1. Over the last few years, I have discovered something quite strange about myself. I... like to... write. All the frustrations of the late-night, last-minute seminary papers couldn't dissuade me. I enjoy this. Something about organizing my thoughts, carefully selecting just the right word, and even trying to predict how the reader will react to what is communicated- all appeals to me.

2. I believe there are important things to write about. Of course, I am primarily concerned with issues regarding the Christian Faith: theology, ecclesiology, church history, exegetical study of the scriptures, and the like. But all of these topics also have application in our society. So there is room for occasional social commentary as well. I need to write on these issues, because I believe that the discussions of such topics matter- now as much as ever.

3. Print isn't what it used to be. When I brought up the idea of writing articles for the benefit of my church family and others, my colleagues laughed at the idea of doing so in old-fashioned print.

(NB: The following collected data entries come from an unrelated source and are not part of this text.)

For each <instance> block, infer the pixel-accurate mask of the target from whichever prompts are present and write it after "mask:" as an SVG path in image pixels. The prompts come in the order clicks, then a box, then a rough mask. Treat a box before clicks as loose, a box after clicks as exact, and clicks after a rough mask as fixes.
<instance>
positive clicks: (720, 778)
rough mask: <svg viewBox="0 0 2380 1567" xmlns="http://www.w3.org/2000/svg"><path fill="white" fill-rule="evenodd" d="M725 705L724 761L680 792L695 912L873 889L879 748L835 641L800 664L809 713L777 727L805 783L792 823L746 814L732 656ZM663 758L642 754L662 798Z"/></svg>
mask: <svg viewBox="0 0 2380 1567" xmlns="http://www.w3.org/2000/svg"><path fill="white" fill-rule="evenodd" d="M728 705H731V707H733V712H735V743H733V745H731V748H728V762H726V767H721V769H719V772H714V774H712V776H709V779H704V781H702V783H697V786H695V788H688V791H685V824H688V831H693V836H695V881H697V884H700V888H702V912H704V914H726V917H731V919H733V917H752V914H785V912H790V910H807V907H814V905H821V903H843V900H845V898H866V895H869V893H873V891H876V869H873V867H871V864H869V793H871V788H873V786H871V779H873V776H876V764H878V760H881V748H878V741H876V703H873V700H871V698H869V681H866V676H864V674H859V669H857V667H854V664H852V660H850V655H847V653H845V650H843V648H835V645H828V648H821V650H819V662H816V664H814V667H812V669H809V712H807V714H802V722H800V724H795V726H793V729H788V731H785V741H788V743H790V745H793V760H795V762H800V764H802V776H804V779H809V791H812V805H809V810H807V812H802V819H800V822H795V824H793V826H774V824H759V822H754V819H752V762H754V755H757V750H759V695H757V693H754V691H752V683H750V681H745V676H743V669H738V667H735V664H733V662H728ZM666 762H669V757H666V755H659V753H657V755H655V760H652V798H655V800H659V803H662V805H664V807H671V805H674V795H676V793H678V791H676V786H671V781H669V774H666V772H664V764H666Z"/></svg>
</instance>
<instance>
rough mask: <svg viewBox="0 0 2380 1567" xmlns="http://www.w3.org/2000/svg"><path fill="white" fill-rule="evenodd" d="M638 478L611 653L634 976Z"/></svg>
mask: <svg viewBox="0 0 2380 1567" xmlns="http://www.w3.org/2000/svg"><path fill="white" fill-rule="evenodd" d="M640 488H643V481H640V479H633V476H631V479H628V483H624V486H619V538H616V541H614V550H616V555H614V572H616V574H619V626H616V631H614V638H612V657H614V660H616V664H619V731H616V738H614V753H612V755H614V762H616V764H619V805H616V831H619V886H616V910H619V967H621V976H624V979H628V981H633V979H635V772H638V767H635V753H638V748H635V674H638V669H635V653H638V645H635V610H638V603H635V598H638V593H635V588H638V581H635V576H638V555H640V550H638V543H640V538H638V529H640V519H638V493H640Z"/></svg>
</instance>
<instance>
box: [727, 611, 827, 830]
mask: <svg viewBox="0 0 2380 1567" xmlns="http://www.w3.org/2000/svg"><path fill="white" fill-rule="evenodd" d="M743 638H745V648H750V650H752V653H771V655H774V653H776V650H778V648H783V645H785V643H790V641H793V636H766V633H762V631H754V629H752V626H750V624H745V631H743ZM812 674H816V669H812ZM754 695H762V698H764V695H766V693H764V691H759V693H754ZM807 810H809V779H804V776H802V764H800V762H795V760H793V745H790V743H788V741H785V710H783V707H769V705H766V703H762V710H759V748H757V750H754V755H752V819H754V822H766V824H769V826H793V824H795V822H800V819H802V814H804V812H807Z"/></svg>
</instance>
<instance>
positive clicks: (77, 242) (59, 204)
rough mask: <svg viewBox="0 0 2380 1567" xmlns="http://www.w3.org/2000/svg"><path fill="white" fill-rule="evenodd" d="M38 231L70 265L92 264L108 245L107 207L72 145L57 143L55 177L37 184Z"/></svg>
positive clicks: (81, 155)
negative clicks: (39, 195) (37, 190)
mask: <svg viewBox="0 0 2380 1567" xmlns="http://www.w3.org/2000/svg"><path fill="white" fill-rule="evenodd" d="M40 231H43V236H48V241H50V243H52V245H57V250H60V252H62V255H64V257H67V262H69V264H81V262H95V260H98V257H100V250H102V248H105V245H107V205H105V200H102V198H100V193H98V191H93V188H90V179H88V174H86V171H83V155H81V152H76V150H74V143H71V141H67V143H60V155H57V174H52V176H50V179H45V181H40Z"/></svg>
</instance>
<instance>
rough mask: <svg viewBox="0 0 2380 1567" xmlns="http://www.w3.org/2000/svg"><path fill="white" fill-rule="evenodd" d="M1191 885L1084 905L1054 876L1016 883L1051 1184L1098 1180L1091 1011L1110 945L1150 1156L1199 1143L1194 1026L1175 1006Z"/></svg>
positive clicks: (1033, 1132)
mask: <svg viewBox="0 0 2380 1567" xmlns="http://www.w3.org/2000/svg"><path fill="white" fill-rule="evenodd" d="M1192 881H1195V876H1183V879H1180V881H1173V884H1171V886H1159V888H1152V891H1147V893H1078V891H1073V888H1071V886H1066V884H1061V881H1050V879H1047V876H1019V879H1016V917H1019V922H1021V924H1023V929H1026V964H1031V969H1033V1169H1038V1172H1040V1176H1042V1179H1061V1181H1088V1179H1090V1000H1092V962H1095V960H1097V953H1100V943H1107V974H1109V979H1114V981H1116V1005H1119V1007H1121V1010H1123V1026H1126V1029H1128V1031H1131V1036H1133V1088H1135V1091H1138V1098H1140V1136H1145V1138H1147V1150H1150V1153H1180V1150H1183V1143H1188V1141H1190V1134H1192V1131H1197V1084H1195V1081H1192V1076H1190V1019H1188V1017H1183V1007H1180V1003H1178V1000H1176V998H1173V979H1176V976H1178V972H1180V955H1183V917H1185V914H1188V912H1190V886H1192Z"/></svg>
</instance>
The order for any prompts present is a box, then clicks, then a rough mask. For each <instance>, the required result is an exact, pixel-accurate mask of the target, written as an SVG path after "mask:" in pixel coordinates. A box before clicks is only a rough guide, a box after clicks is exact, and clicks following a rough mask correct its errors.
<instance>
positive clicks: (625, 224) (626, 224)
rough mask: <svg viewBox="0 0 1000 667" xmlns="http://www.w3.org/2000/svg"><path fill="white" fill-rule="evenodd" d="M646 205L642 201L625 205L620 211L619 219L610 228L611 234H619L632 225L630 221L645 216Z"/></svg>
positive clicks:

They were convinced that I would pour out my heart and soul on a page that was destined for the bottom of the canary cage. They convinced me. I don't want to waste my time writing. I want maximum readership because there are important things to communicate and discuss. Good theology deserves better than the recycle bin. Church history wasn't intended to be used for windexing minivan windows. In the electronic age of writing, the reader selects, (hopefully) subscribes, and reads. There is no wasted distribution. I suppose I like that.